Luis González Palma
Poetic Abstraction
Exhibition
September 7 – October 26, 2019
Opening reception
Saturday, October 12, 2019, from 7:00 – 9:00pm
“For some years now I have been more interested in creating images than in taking photographs in the traditional sense of the word.”— Luis González Palma
Over the course of an accomplished, decades-long career, Guatemalan artist Luis González Palma has worked to distill the poetic from the photographic, altering and obscuring the formal tenets of the medium of photography while paying tribute to its profound historical and theoretical implications.
In September and October Lisa Sette Gallery will feature new works from González Palma’s three ongoing projects: MÖBIUS, in which romantic portraiture is met with the stark geometrical forms of modernism; KOAN, involving delicate and precise collages of early South American astronomical photographs, and HAIKU, a compositing of photographic scraps, geometric collage and digital manipulation that revels in the realm of pure abstraction. Each endeavor is underpinned by González Palma’s fascinating and deeply personal formulations connecting Central and South American history, philosophical schools, and cultural imagination.
In MÖBIUS, González Palma speculatively joins Central American romantic aesthetic of 1930’s magical realism with the rationalist concretism that emerged in mid century South America. In doing so, the artist seeks “to generate a symbolic ‘conciliation’ between the two artistic currents, activating tensions and creating relationships between two ways of representing reality from diametrically opposed perspectives.” The result of this experiment is a series of breathtaking sepia portraits of native Guatemalans—their serene visages often flourished with roses, wings, and other iconic imagery—that are bisected or framed by abstract geometric shapes in an eerie, intimate interplay of intellect and emotion.
Argentina’s Astronomical Observatory of Córdoba captured some of the first images of outer space from the South American continent, and González Palma centers his KOAN photo collage series on these historic photographs of cosmic bodies and spectral rays. Framed in an intriguing architecture of dichromatic spaces, these nonlinear collages bring to mind the notion of parallax—the effect of distance and the passage of time on our perception of the universe. This body of work represents for the artist “a way to access a more complex and deep conscience, the search for a reality related to the void and the sacred space, creating images that represent meditative visual spaces, uncertain and loaded with a mysterious geography.”

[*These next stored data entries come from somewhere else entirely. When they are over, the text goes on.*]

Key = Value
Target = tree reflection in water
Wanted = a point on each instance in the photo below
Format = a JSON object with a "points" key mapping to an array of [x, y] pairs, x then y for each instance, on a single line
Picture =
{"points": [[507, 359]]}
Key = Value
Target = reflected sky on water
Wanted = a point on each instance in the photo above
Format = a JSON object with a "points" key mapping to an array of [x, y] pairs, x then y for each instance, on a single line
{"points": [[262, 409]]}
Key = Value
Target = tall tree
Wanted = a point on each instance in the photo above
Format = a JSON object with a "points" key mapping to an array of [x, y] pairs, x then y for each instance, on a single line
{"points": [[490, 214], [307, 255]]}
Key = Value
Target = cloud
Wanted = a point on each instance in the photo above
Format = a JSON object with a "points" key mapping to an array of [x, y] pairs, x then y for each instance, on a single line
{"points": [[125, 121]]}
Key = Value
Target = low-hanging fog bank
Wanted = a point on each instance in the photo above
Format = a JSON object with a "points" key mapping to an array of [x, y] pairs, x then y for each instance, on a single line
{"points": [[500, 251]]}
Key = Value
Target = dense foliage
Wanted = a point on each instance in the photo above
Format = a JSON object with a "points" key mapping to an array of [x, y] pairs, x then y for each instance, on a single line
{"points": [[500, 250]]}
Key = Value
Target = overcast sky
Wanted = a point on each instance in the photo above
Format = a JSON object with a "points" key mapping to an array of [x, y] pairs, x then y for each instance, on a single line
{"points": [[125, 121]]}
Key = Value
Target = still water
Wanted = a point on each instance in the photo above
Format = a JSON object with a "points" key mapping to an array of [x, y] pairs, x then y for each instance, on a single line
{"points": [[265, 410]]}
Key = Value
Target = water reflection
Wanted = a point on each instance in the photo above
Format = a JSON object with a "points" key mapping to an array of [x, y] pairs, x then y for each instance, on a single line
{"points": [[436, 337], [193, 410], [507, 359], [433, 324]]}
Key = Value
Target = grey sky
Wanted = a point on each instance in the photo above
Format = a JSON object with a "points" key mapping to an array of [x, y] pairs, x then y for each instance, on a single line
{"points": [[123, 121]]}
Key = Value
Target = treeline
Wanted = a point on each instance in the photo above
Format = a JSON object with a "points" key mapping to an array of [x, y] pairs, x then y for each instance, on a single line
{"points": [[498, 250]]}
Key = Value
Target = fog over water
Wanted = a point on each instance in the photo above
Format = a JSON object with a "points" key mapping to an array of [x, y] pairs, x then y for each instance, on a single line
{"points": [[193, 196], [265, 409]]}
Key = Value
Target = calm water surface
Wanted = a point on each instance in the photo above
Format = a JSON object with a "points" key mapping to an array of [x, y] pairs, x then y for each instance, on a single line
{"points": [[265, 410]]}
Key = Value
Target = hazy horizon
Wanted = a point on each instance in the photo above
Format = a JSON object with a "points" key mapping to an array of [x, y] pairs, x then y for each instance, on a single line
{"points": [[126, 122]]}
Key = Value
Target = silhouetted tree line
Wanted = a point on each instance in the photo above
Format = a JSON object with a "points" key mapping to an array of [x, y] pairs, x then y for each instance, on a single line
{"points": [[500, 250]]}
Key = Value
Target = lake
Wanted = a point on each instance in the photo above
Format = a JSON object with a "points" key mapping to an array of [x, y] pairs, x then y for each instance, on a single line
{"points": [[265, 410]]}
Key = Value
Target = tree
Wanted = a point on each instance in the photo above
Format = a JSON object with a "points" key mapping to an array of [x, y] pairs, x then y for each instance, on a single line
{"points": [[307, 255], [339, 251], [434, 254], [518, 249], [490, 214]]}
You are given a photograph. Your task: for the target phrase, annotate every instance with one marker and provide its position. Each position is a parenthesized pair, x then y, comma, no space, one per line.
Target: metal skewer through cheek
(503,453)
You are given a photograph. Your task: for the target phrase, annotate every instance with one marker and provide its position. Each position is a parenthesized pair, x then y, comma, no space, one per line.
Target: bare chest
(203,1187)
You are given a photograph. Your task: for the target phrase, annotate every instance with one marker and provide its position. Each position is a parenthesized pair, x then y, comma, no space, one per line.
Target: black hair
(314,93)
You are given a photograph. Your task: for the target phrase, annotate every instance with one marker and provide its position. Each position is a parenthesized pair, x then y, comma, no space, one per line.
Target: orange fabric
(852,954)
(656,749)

González Palma’s most recently initiated HAIKU series comprises “drawings made from fragments, scraps, waste from scanned 19th-Century negatives and negatives that have been exposed to light, combined with geometric images made on the computer.” While the artist classifies these works as “post-photographic,” their restless repetitions of angle and frame, light and dark, and delightful, unexpected surface ambiguities, speak of a commitment to the photographic process as experiment, muse, and cultural conscience.